Son arrivée en France, en 1950, alors qu'il était encore un minot, avait été un choc terrible pour lui : il avait connu les baraquements, le froid à l'intérieur dans ces cabanes en bois, à peine plus grandes qu'une cave. La solitude …



Son père avait succombé à une maladie : il n'avait pas encore atteint les 10 ans.  Mon père avait à peine connu sa mère. J'avais appris sur le tard cette partie de sa vie qu'il m'avait cachée pendant de nombreuses années. La part de son mystère qui m'aidait maintenant à comprendre le pourquoi d'un tel silence, d'une telle pudeur émotive. 
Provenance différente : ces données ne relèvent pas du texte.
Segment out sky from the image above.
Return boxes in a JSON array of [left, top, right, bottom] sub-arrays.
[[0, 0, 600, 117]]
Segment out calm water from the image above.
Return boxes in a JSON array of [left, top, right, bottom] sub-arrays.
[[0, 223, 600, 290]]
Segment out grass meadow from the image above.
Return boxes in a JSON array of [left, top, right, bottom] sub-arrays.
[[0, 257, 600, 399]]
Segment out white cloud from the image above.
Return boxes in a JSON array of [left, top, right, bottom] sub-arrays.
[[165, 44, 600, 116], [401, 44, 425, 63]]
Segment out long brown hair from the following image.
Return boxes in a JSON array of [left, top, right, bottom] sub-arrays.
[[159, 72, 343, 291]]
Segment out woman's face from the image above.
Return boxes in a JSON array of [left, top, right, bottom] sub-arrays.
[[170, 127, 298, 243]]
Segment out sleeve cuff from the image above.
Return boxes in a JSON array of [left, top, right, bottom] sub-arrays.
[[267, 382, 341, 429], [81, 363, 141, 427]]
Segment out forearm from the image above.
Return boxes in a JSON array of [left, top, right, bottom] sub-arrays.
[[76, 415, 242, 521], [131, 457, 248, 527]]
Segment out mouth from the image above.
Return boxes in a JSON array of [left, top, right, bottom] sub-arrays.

Contraint à l'exil, il découvrait un autre pays, une autre culture, mais aussi une autre langue : la langue française, le signe de sa déchirure.Il se retrouvait dans la position d’un étranger, cherchant ses repères, faisant ainsi l’expérience de l’immigration malgré lui, donc de l’exil, car il n’est pire exilé que l’exilé du sens.



Plongé dans un état de crise et d’angoisse face à un avenir incertain, et d’un désir de retour à un passé plein : il se demandait ce qui l'avait poussé lui et tant d’autres hommes à quitter leur terre pour une autre où ils ne gagnaient au final que mépris. L'Algérie était pourtant un pays riche …
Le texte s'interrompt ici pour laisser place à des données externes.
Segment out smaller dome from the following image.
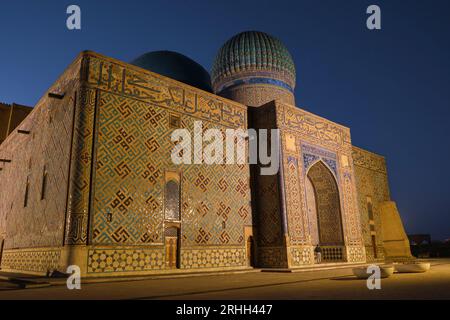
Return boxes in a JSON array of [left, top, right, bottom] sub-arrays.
[[130, 51, 212, 92]]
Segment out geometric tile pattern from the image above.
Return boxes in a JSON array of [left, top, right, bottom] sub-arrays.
[[285, 155, 308, 244], [353, 147, 390, 261], [88, 248, 164, 273], [93, 92, 251, 246], [181, 247, 246, 269], [290, 247, 314, 266], [2, 248, 61, 273], [88, 57, 252, 248]]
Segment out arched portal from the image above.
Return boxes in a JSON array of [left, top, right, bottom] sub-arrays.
[[306, 161, 344, 261]]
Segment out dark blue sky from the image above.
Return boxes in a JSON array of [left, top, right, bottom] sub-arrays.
[[0, 0, 450, 239]]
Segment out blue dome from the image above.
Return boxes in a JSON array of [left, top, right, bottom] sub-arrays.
[[130, 51, 212, 92]]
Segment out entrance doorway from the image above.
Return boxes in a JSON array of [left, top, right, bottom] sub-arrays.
[[165, 227, 180, 269], [247, 236, 256, 267], [372, 235, 378, 259], [306, 161, 345, 262]]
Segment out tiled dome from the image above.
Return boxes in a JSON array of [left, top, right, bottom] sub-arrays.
[[130, 51, 212, 92], [211, 31, 295, 93]]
Maman avait rejoint papa quelques années plus tard, mais rien n'y faisait. Son pays lui manquait terriblement. Un lien ombilical qu'il n'arrivera jamais à couper. Même aujourd'hui, malgré sa maladie qui lui fait perdre tout sens de la réalité, il ne cesse de l'évoquer. 



Mon père attendait donc à chaque fois avec impatience les lettres des siens. 
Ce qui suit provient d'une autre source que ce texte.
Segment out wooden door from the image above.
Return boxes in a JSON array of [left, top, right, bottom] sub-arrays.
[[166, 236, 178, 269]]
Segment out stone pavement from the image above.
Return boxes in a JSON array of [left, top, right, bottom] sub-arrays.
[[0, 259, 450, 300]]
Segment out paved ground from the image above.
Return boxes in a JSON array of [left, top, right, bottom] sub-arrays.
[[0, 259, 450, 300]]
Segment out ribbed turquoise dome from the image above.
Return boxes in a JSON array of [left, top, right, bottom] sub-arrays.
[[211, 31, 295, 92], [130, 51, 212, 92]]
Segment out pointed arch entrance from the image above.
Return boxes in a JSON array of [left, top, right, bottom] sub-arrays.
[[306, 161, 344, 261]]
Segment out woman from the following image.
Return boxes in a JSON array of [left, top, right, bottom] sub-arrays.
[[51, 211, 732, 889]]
Les jours précédant notre rendez-vous, il aimait bien les lire avant, de son côté, bien qu'il ne comprit aucun mot, tenant le courrier bien droit face à lui, ruminant quelques syllabes, faisant mine d'essayer de comprendre.



Celle de son cousin, celle qu'il avait reçue il y a quelques jours, il la posait comme à son habitude sur la table. Solennellement.Il gardait toujours une  main dessus. Par son regard qui me fixait droit dans les yeux, je savais que je ne devais pas bouger. Et attendre son signal. Il sortait alors un paquet de sucreries, souvent des sucettes et il me demandait de les ranger soigneusement dans ma poche, de peur que mes frangines ne finissent par me les voler. Ma récompense. Et là, il me tendait le fameux courrier.  


Toutes les lettres venues d'Algérie, qu'elles soient écrites de la main de mon cousin, de mon oncle ou d'un autre, commençaient toutes de la même manière. La même formule de politesse. "Par la présente, nous vous écrivons en espérant que cette lettre vous trouvera tous, petits et grands, en bonne santé….". Puis, très vite, la lettre passait à autre chose et les siens allaient droit au but. Ils n'écrivaient jamais par hasard …


Des lettres qui ne rapportaient qu’une seule demande au final : "envoie-nous de l’argent". En plus du blé, ils listaient avec détail ce dont ils avaient également besoin : médicaments, vêtements, outils… Une fois leur commande passée, ils donnaient alors des nouvelles fraîches de la famille.


Les passages préférés de mon père qui me demandait de les relire encore et encore. Je le voyais alors fermer les yeux, abandonnant pendant quelques instants le présent pour rejoindre ses souvenirs. Il rouvrait les yeux, son visage marqué par l'émotion, puis me demandait de prendre un stylo pour écrire la réponse.


Il essayait de me parler en français, mais comme il s'emmêlait avec le vocabulaire, il finissait par me les conter en kabyle. Après les formules de politesse que je connaissais par cœur pour les avoir écrites des centaines de fois, et après avoir rassuré l'Algérie, que tout le monde allait bien ici à L'Ile-Saint-Denis, je disais oui à toutes leurs demandes.


Parfois, je sentais une pointe d'inquiétude chez mon père parce que les temps étaient durs pour nous aussi, mais il fallait, coûte que coûte, entretenir le mythe de la réussite en France. Et ne jamais perdre la face.